Wonky Surface Tension

While surface tension chatter is usually about fluids or materials, thinking about personal surface tension emerged from my meditations today. I blame James Blish.

Blish was a terrific science fiction and fantasy writer. I admired his imagination. Flying cities, anti-aging drugs, he offered up so many neat and original ideas, but always managed to do so with solidly convincing style. He was one of those I put up on a pedestal with the hard science fiction Big Three of Asimov, Clarke, and Heinlein.
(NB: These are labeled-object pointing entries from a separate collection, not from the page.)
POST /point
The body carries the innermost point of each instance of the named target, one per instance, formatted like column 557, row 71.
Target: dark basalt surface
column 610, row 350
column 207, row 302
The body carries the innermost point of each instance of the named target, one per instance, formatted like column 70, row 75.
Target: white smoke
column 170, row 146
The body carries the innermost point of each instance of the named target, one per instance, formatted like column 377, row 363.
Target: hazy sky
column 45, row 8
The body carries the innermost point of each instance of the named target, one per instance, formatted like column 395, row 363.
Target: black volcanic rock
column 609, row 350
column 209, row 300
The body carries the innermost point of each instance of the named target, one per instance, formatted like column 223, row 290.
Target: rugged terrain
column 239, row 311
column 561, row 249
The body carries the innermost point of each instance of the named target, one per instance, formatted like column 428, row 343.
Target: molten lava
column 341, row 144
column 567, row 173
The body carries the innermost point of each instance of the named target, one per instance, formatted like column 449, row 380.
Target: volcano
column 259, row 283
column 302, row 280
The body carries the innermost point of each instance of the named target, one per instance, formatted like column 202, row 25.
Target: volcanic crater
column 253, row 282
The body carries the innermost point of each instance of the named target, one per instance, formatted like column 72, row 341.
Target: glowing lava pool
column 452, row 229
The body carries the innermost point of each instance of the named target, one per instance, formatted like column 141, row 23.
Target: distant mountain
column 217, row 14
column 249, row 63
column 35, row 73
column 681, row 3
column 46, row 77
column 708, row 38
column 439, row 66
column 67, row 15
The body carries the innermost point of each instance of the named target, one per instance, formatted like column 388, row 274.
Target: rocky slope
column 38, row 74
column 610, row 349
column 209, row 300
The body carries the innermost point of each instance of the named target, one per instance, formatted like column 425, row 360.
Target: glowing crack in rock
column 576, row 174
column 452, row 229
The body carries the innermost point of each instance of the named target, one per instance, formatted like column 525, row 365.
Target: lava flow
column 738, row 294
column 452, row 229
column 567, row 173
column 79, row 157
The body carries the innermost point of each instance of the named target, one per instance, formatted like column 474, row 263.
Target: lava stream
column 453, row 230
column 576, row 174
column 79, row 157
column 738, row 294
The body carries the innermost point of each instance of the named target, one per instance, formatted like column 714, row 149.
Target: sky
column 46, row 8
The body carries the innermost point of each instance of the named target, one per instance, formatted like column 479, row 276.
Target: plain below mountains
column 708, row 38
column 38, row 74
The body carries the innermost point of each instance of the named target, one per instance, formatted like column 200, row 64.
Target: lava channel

I’m in one of those places where my writing ideas are generating natural highs. I’v been working on cosmological entanglements (which are a similar idea to quantum entanglements) and tachyon time travel telepathy, and their impacts on the story arcs – who goes where, how and why – constructing the final puzzle from the pieces, and making up the pieces on the fly. (For these ideas, please blame Timothy Ferris and his books, especially ‘The Whole Shebang’.) This, for me, naturally demands deep thinking, thinking that stills me with focus and concentration. Then, epiphanies burst free from of the morass of cogitation. Aha, and eureka!

Now I understand my pretend science and construct it with the flimsiest of physics. And now comes the story-telling. How do I weave all this into the novel without sounding like a science book? This is especially a challenge as several disparate threads are weaving around this central idea, creating a loose fabric that’s gradually becoming tauter.

To veer into other metaphors, scenes then explode in my head. I glimpse some shrapnel of what they’re about, but I become excited. The scenes spread faster and faster. Watching and focusing, I try hard to capture the gist of each, get it down, get it down, so I may build around these kernels (splintering into yet more metaphors), create the scenes and string them together.

Like surface tensions in fluids, I need the correct coherent forces to hold it all together. Frankly, this stage of writing always intimidates and frightens me. And I heed what those old masters like Blish did, creating a story that at least has sufficient scientific integrity that people will give me a grudging pass. Meanwhile, I admire certain writers outside of the science fiction realm and prefer their writing styles, people like Erdrich, Chabon, Frantzen, and Ferranti, and yes, Irving, Updike, and Roth, and even folks like Tana French and Kate Atkinson. My style continues to emerge into something like their styles, and that is very deliberate.

It all makes my surface tension wonky, caused by the differences in what I am, where I am, where I want to be, and who I dream of being. Perhaps contributing to the wonky surface tension, if I pause and squint into the far future’s dim tunnels, I can see this gem of a novel glittering and spinning, there for my taking. I fear my reach will fall short.

But rare exhilaration can be enjoyed even when reaching and failing. No need to remind myself of that (even though I did, didn’t I?), because that’s not the impelling force pushing my writing efforts. Writing, and attempting to visualize and capture these stories and their ideas, is just fun. The process also provides an escape. Writing is like an opiate that helps me cope with my life.

So here I am, once again, writing instrument at hand (a computer), along with a quad shot mocha, time, and solitude. Time to write like crazy, at least one more time.